Mouse Bird Snake Wolf
- First edition
- Author: David Almond
- Illustrator: David McKean
- Language: English
- Genre: Children's fiction, fable
- Published: 2013 (Walker Books)
- Publication place: England
- Media type: Print (hardback)
- Pages: 80
- ISBN: 9781406322897
- OCLC: 900348795

= Mouse Bird Snake Wolf =

2013 graphic novel by David Almond

Mouse Bird Snake Wolf is a 2013 graphic novel, written by David Almond and illustrated by David McKean. It is about three children who create animals from inanimate objects.

==Reception==
A Guardian reviewer described it "a folktale or creation myth" and wrote, "There is a captivating simplicity about the unshowy language. By contrast the pictures are dramatic, striking, gorgeously lyrical."
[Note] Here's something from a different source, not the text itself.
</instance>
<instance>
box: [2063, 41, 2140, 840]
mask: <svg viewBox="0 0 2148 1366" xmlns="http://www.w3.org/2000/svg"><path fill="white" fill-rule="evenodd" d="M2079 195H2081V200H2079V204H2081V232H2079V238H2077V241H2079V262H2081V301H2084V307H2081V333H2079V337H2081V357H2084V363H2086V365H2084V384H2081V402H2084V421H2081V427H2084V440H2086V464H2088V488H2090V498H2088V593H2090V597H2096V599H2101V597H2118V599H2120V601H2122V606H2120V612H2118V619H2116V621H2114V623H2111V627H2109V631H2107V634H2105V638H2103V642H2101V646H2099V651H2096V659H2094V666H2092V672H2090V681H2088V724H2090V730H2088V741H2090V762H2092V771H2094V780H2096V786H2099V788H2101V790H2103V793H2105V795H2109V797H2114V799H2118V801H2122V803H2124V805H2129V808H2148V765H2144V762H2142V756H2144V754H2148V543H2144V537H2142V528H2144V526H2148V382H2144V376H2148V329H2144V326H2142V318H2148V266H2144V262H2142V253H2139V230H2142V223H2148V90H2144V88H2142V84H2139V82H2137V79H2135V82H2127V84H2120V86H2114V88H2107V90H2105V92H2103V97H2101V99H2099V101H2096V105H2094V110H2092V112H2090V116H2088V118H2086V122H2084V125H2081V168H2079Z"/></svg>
Publishers Weekly, in a starred review, wrote, "First cousin to Philip Pullman’s imaginings, this contemporary fable about man's power to create and to destroy may be controversial in settings where questioning biblical creation stories is taboo, but where questioning is encouraged, it will challenge and provoke." A Kirkus Reviews called it "haunting .. Wild and alive".

Mouse Bird Snake Wolf has also been reviewed by Booklist, Library Media Connection magazine, The Horn Book Magazine, The School Library Journal, Reading Time, and The Bulletin of the Center for Children's Books.